The bitter fruits of a harvest sown in haste and opportunism are now being counted in American blood.
A young soldier, Specialist Sarah Beckstrom, is dead.
Another, Staff Sgt. Andrew Wolfe, fights for his life.
They were not struck down on a foreign battlefield, but on a street in the shadow of the White House, victims of an ambush by a man whose presence here is a testament to a cycle of political hypocrisy so profound it defies reason.

The alleged gunman, Rahmanullah Lakanwal, did not sneak across a forgotten border. He was a known quantity, a man who fought in the CIA’s shadowy “Zero Units” in Afghanistan.
His path to America was paved not by lawlessness, but by policy—first in the chaotic evacuation following a withdrawal dictated by draft-dodging President Donald Trump’s 2020 surrender to the Taliban, and then, astonishingly, by the granting of asylum under this very administration in April of this year.
This is the central, grotesque contradiction of the moment: the man who now vilifies all migrants as a blight welcomed this specific one, a man forged in the very crucible of a failed war.
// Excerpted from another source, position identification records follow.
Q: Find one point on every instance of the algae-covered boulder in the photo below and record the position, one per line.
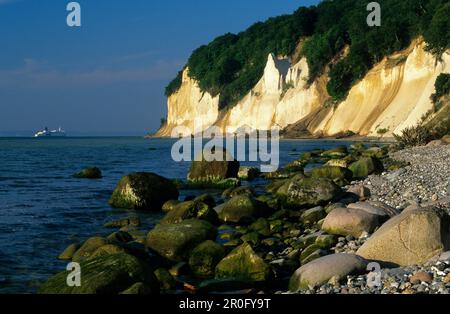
(143, 191)
(335, 153)
(189, 210)
(351, 221)
(411, 238)
(321, 270)
(332, 172)
(365, 167)
(205, 257)
(248, 173)
(244, 264)
(89, 173)
(110, 274)
(308, 192)
(242, 209)
(176, 241)
(208, 169)
(138, 289)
The administration that points a trembling finger at a prior administration’s “disastrous withdrawal” conveniently forgets it was their own leader who invited the Taliban to Camp David and signed the agreement that made the frantic airlift a foregone conclusion.
And from this tangled web of his own making, the President has chosen not introspection, but a sweeping and vengeful new crusade.
He has declared war on the very idea of the American promise, vowing to “permanently pause migration” from nations he disdains, to “denaturalize” those who displease him, and to deport anyone deemed “non-compatible with Western civilization.”
It is a vision of America where the lamp beside the golden door is not merely extinguished, but replaced with a searchlight and a neo-Nazi loyalty oath.
He has deployed our citizen-soldiers as props in this political theater, placing them in the role of urban police on the streets of the capital, a precarious duty for which they were never intended.
The most sobering fact about Wednesday’s slayings is that the alleged killer, Rahmanullah Lakanwal, was a product of American foreign policy, not Afghan culture.
CIA Director John Ratcliffe revealed Lakanwal was a “member of a partner force in Kandahar.” Further reporting identifies him as a member of the CIA’s “Zero Units”—shadowy death squads the U.S. funded and directed during its longest war.
His shooting spree appears not to be the result of importing Afghan culture to America, but of importing America’s covert war culture back home.
This is the reality of blowback: violence returning as an unintended consequence of U.S. policy. Until we confront this, we will fail to prevent the next tragedy.

The tragic, predictable result is that two National Guard soldiers have now paid the ultimate price for a mission born more of political posturing than public safety.
So we are left with a scene of profound national sickness.
A soldier is dead. Another is wounded. A suspect, trained to kill and vetted by American intelligence, is now sedated on a ventilator.
And President Trump, whose own decisions helped create this very chain of events, is using the resulting grief to call for the dismantling of America’s legacy as a nation of immigrants and surge in his illegal military occupation of the capital city.
Trump, whose political success is founded on vilifying Muslim immigrants and supplying weapons used to slaughter thousands of Muslim children in Gaza, now aims to ban newcomers and increase military forces illegally occupying the District of Columbia.
It is a spectacle that would be tragic if it were not so calculated, a cynical dance on a grave that his own policies helped to dig.